Conselho Nacional de Imigração

•Formular a Política de Imigração;
•Orientar as atividades de imigração;
•Estabelecer normas de seleção de imigrantes;
•Dirimir dúvidas e solucionar os casos especiais relacionados à imigração;
•Defender imigrantes em situação social de risco;
•Promover ou fornecer estudos relativos à imigração; e
•Elaborar planos de imigração.

O CNIg é um órgão colegiado, reunindo 20 representantes divididos em uma configuração quadripartite. Ele é o responsável pela “formatação da política nacional de imigração”, expedindo resoluções normativas para regulamentar casos em que haja omissão da lei, tirando dúvidas acerca da política migratória e elaborando estudos.

Ministério das Relações Exteriores

•Conceder vistos a estrangeiros fora do país;
•Expedir vistos temporários;
•Regularizar (ou consularizar) documentos expedidos no exterior;
•Conceder vistos permanentes; e
•Negociar acordos de facilitação e de isenção de vistos.

Ao Ministério de Relações Exteriores (MRE) competem as questões relativas às solicitações de vistos de estrangeiros que se encontram no exterior, por intermédio das representações brasileiras em outros países. O MRE decide sobre questões de visto de turismo a estrangeiros, mas também funciona como intermediário entre o estrangeiro no exterior e o MJ para os pedidos de visto de permanência (residência) e entre o estrangeiro no exterior e o MTE para pedidos de visto de trabalho.

Ministério da Justiça

•Conceder condições de permanência no país;
•Decidir sobre a prorrogação de vistos temporários V (decidir sobre prorrogação da estada do estrangeiro no país); e
•Conceder a condição de permanência aos estrangeiros.

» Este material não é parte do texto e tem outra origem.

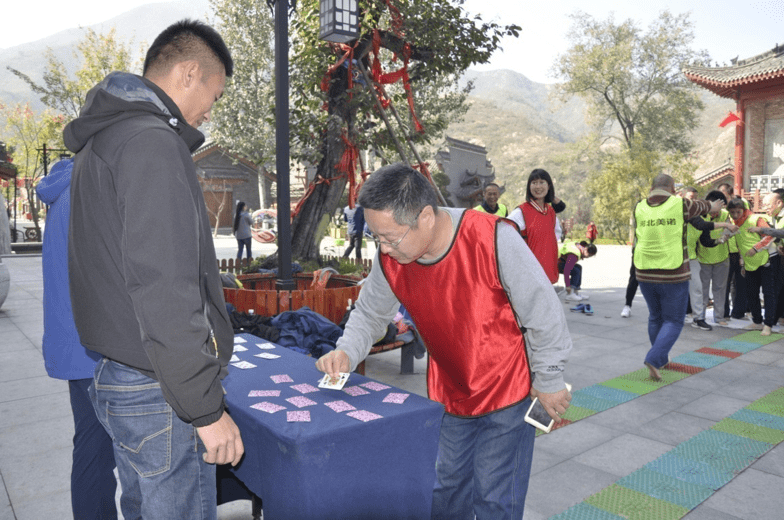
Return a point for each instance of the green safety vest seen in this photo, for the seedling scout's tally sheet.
(569, 246)
(718, 254)
(659, 233)
(501, 210)
(746, 241)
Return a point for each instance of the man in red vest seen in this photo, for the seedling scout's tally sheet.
(473, 288)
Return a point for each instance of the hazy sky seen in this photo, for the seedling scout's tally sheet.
(725, 28)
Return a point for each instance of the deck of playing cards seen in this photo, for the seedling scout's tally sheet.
(334, 383)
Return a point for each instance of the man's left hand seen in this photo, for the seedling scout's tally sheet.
(554, 404)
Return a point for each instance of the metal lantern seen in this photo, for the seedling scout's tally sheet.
(338, 20)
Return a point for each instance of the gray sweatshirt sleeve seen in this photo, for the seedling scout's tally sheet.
(538, 309)
(376, 306)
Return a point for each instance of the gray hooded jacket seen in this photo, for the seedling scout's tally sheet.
(144, 280)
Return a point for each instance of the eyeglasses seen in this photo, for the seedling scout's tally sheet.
(393, 245)
(396, 243)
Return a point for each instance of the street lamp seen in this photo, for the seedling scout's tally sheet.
(338, 20)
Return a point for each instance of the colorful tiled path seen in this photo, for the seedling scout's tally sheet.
(678, 481)
(597, 398)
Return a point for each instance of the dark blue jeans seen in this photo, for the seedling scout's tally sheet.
(159, 457)
(666, 312)
(244, 242)
(483, 465)
(767, 279)
(93, 484)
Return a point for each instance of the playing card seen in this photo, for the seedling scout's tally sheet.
(373, 385)
(394, 397)
(244, 364)
(264, 393)
(364, 415)
(298, 416)
(301, 401)
(334, 383)
(304, 388)
(340, 406)
(268, 407)
(355, 390)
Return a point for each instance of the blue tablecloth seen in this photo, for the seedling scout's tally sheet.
(334, 466)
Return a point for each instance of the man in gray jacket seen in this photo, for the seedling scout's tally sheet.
(145, 286)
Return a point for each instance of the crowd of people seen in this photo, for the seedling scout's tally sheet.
(150, 338)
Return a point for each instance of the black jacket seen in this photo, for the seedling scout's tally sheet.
(145, 286)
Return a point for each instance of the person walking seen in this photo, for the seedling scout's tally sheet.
(242, 230)
(661, 261)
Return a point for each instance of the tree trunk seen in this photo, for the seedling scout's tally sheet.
(310, 225)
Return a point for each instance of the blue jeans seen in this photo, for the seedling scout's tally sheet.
(483, 465)
(244, 242)
(159, 457)
(93, 485)
(667, 310)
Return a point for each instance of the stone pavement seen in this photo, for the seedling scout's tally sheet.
(570, 465)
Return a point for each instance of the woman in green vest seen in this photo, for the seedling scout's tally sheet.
(755, 266)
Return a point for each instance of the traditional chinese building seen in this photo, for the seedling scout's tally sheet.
(757, 86)
(469, 171)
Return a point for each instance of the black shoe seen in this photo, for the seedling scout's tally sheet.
(700, 324)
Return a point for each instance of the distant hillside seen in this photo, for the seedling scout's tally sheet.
(523, 128)
(139, 26)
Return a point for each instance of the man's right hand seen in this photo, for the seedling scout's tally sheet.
(333, 363)
(222, 441)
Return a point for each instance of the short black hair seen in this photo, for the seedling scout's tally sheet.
(716, 195)
(400, 188)
(535, 176)
(735, 204)
(185, 40)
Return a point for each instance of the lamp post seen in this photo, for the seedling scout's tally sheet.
(285, 281)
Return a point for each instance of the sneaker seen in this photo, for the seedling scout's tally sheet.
(654, 372)
(700, 324)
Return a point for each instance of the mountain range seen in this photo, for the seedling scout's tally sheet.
(519, 122)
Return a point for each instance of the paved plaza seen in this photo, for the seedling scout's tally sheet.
(579, 471)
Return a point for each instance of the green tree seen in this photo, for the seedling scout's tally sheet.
(632, 80)
(439, 41)
(624, 179)
(243, 120)
(99, 54)
(26, 132)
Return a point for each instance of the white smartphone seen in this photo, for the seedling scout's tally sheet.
(538, 416)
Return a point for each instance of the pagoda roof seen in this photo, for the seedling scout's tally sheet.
(727, 81)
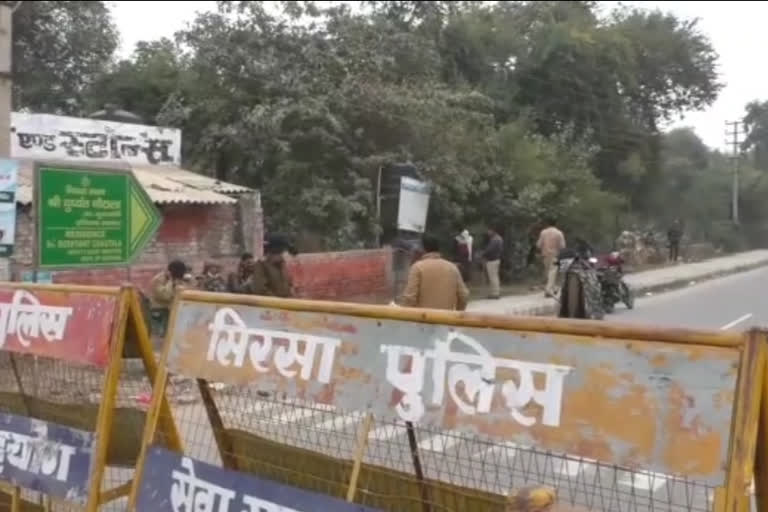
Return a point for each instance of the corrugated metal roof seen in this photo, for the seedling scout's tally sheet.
(164, 184)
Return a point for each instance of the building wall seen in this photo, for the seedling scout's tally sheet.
(197, 233)
(364, 276)
(192, 233)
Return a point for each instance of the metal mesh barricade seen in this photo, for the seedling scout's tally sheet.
(646, 426)
(80, 392)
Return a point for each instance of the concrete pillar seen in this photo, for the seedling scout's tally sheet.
(251, 223)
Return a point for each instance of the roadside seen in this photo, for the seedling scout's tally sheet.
(648, 281)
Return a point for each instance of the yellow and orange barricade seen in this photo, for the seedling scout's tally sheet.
(70, 417)
(308, 406)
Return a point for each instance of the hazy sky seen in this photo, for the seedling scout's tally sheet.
(737, 30)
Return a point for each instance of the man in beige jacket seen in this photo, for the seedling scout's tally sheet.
(551, 242)
(433, 282)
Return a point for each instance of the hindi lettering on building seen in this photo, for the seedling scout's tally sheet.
(477, 372)
(192, 494)
(27, 319)
(231, 340)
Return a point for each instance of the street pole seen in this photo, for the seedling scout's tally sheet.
(6, 27)
(734, 140)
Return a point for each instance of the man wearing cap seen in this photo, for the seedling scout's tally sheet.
(270, 275)
(163, 288)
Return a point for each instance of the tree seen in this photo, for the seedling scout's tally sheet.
(512, 110)
(142, 84)
(58, 49)
(756, 142)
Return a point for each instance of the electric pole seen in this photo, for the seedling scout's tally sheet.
(6, 25)
(734, 139)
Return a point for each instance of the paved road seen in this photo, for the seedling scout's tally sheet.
(734, 302)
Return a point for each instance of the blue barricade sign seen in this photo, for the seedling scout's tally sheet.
(45, 457)
(173, 482)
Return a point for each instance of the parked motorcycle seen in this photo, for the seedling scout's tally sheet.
(580, 296)
(613, 288)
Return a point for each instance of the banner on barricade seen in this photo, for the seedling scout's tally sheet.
(175, 482)
(61, 351)
(678, 406)
(45, 457)
(73, 327)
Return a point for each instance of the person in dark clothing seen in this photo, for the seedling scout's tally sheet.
(674, 235)
(212, 278)
(237, 279)
(492, 257)
(269, 276)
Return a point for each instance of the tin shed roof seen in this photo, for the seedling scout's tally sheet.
(164, 185)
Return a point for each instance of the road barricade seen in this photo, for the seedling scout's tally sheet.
(426, 411)
(70, 418)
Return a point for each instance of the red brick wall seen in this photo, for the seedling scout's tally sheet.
(196, 233)
(364, 276)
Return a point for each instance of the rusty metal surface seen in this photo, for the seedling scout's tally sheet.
(636, 404)
(69, 326)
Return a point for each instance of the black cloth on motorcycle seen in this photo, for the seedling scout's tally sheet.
(591, 299)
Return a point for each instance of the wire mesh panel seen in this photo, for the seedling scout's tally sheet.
(401, 411)
(53, 376)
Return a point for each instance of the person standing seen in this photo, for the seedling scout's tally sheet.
(492, 256)
(237, 279)
(212, 279)
(270, 275)
(434, 282)
(674, 235)
(551, 242)
(163, 289)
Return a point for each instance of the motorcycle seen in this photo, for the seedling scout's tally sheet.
(581, 295)
(613, 288)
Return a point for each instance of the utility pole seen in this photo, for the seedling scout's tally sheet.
(6, 26)
(734, 139)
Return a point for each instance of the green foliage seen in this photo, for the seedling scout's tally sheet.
(513, 110)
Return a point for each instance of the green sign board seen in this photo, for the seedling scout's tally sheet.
(91, 217)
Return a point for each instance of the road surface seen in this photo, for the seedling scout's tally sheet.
(735, 302)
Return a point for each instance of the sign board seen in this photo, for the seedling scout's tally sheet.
(9, 176)
(173, 482)
(45, 457)
(91, 217)
(413, 206)
(50, 137)
(630, 403)
(73, 327)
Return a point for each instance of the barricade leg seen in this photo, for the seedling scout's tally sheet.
(158, 407)
(746, 422)
(362, 444)
(761, 455)
(106, 412)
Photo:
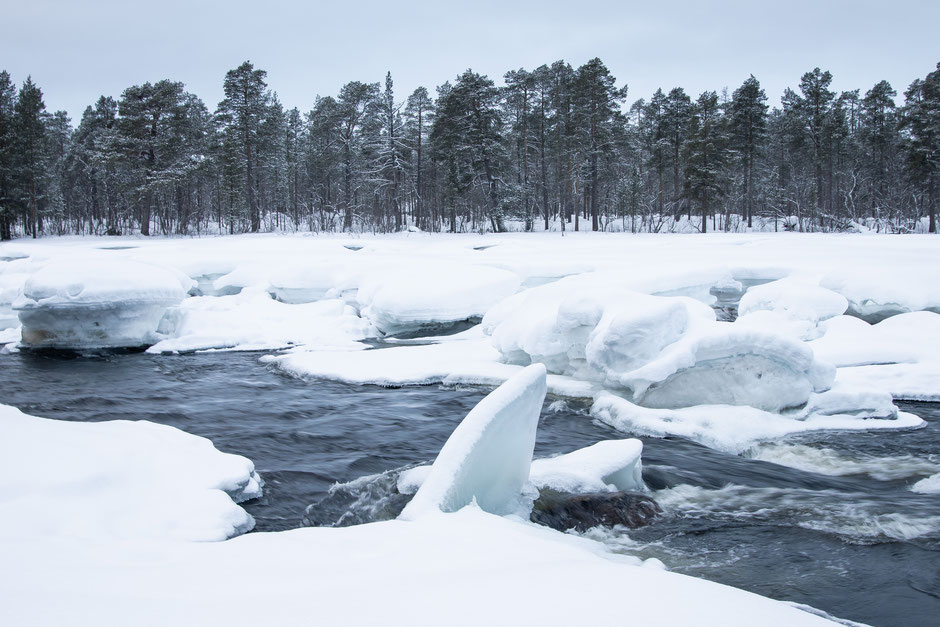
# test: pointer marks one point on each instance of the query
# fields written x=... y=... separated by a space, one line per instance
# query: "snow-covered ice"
x=253 y=320
x=409 y=298
x=735 y=429
x=94 y=304
x=119 y=480
x=664 y=351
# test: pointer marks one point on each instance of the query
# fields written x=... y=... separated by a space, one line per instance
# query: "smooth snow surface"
x=93 y=304
x=735 y=429
x=486 y=459
x=468 y=568
x=665 y=351
x=253 y=320
x=119 y=480
x=409 y=298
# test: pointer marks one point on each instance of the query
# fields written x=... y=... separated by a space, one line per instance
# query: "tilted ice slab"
x=118 y=480
x=95 y=303
x=737 y=428
x=666 y=351
x=464 y=358
x=406 y=298
x=607 y=466
x=899 y=355
x=486 y=459
x=799 y=304
x=252 y=320
x=879 y=293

O Ministério da Justiça (MJ) tem a função de registrar todos os imigrantes presentes no país, através do cadastramento do Registro Nacional de Estrangeiros (RNE) feito pela Polícia Federal. A ação do MJ na gestão da imigração tem enfoque nos aspectos ligados à segurança nacional e à segurança pública. Ao MJ cabe, portanto, o processamento, julgamento e encaminhamento relacionado à nacionalidade, à naturalização e ao regime jurídico dos estrangeiros – como expulsão, extradição e deportação. Além disso, a pasta também acompanha os processos de reconhecimento de refugiados e de asilo político.

Polícia Federal

•Controlar a entrada, a estada e a saída de estrangeiros do país;
•Registrar os estrangeiros no país (via SINCRE);
•Expedir a Carteira de Identidade de Estrangeiros;
•Receber e protocolar pedidos de permanência;
•Conceder a condição de permanência aos estrangeiros.

A Polícia Federal (PF) faz o controle migratório nas fronteiras, mas também funciona como intermediário entre o estrangeiro que se encontra no país e o MJ para pedidos de visto de residência, prorrogações e transformação do visto de trabalho e pedidos de naturalização. Somente com autorização expressa o estrangeiro pode dirigir o pedido diretamente ao MJ. O pedido de autorização de trabalho de estrangeiro que se encontra no país, por sua vez, deve ser dirigido diretamente ao MTPS.